Over the past two decades the number of proteins identified in global proteomic studies using liquid chromatography combined with mass spectrometry (LC-MS) has increased from a few hundred to several thousand [1][2]. Even the identification of proteins within serum and plasma, which is notoriously difficult to characterize owing to its wide range of protein concentrations, increased from about 500 to over 4000 proteins [3][4]. This increase catalyzed the rapid increase in the number of studies focused on identifying biomarkers within blood [5]. While the number of studies exponentially increased, the number of clinically validated biomarkers did not. The reasons for this are both technical and physiological. Blood samples are incredibly complex containing proteins that originate from virtually every area of the body through being actively secreted or leaking from dying or diseased cells [6]. While these processes provide blood with a rich diversity of proteins, this diversity is dominated by 22 proteins that make up about 99% of its protein content [3]. This domination makes detecting the lowest abundant proteins, which are anticipated to contain the highest yield of biomarkers, technically challenging owing to the limited dynamic range of analytical instrumentation [7]. While methods such as high abundant protein depletion, chromatographic separation, data-independent analysis, etc. have enabled greater coverage of lower abundant proteins, they cannot overcome the physiological barriers in finding disease-specific biomarkers in blood [8][9][10].
The physiological barriers to identifying biomarkers arise from the ubiquitous nature of the interaction between blood and the body. No cell is more than four cell units removed from the circulatory system and cellular proteins are constantly being dumped into the bloodstream. While a biomarker’s concentration may be significantly elevated at the site from which it is excreted, its concentration will be diluted at the point where the sample is removed from the patient. This dilution may eliminate any quantitative difference in the biomarker’s level between healthy and disease-affected patients. Another barrier is recognition of the biomarker’s origin. While studies analyzing both blood and tissue from patients to correlate biomarker measurements in both types of samples [11] may help, they do not absolutely prove the source of the biomarker.

2. Protein Extraction Methods 

In retrospect, it is somewhat puzzling why it took so many years for formalin-fixed paraffin-embedded (FFPE) tissues to become a commonly used sample in MS-based proteomic analysis. It was related to two reasons: (1) many proteomic laboratories were unaware of the vast archive of tissue that was available and (2) it was thought that the formalin-fixation made it impossible to retrieve analyzable protein. In the end, most MS-based proteomic studies used extraction methods based on antigen retrieval (AR) methods originally developed for IHC, which simply use a combination of buffer and heat [12]. To enhance the recovery of proteins for MS analysis, researchers have used various combinations of heat and buffers that contain detergents and/or reducing agents such as dithiothreitol or glycine [13][14][15][16]. As the popularity of FFPE tissue in proteomic analysis grew several companies including Qiagen, Hilder, Germany, Agilent Technologies, Santa Clara, CA, USA, Invent Biotechnologies, Inc., Plymouth, MN, USA, Covaris, Woburn, MA, USA and Bio Basic, Markham, ON, USA develop kits that could be used to help simplify and standardize protein extraction.

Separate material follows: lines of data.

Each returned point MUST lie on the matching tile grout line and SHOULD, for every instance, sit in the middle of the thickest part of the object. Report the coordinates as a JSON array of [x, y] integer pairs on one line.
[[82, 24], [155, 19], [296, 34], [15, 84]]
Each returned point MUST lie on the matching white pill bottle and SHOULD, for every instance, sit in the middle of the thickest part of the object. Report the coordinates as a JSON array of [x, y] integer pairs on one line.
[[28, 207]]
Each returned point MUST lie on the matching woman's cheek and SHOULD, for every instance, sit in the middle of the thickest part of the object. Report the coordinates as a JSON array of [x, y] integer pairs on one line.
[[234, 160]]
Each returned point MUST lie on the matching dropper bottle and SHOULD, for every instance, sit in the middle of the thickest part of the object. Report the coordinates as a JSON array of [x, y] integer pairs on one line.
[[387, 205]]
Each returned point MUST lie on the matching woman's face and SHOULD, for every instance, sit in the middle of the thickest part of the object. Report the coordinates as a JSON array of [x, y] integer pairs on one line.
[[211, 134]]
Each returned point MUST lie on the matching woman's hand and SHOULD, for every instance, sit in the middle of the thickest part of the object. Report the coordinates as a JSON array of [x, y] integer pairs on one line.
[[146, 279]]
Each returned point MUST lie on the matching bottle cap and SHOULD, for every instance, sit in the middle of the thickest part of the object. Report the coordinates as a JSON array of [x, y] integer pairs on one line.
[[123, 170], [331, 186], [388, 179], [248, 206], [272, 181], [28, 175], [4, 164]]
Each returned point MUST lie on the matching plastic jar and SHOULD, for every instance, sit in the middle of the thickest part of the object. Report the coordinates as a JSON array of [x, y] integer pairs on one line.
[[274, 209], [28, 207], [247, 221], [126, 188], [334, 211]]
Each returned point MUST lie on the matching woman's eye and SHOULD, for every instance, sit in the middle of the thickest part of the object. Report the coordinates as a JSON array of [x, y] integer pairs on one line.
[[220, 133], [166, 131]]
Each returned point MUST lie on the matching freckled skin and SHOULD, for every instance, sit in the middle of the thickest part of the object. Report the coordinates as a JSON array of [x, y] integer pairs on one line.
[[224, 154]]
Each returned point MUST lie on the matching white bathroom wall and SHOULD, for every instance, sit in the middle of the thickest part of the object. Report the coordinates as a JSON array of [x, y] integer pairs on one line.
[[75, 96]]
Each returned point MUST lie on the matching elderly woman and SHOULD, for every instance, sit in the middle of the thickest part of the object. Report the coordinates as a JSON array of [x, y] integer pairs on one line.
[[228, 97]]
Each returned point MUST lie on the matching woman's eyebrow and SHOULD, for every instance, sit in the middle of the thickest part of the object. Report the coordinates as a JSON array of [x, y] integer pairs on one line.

One concern when using FFPE tissues is to what extent are formalin crosslinks reversed during sample preparation. This question is generally answered through the direct comparison of matching FFPE and fresh frozen tissues. As described above, most sample preparation methods use a combination of buffer, detergent, reducing agents, and heat, with some also using elevated pressure. Studies comparing matched FFPE and fresh frozen tissue have generally shown that these conditions are sufficient to reverse a majority of protein crosslinks. For example, a study by Addis et al. [17] extracted proteins from FFPE and fresh frozen sheep tissues by immersing tissue sections in buffer comprised of 20 mM Tris HCl, 2% SDS, and 200 mM dithiothreitol (DTT) (pH 8.8) and heating the sample at 100 °C for 20 min, followed by additional heating at 80 °C for 2 h. Comparison of the samples using SDS-PAGE, Western blotting, and LC-MS showed similar results suggesting that the reversal of the crosslinks does not impact the ability to identify peptides obtained from the intact proteins. Gene ontology analysis of the identified proteins showed no significant bias in the proteins identified in the FFPE or fresh frozen tissues.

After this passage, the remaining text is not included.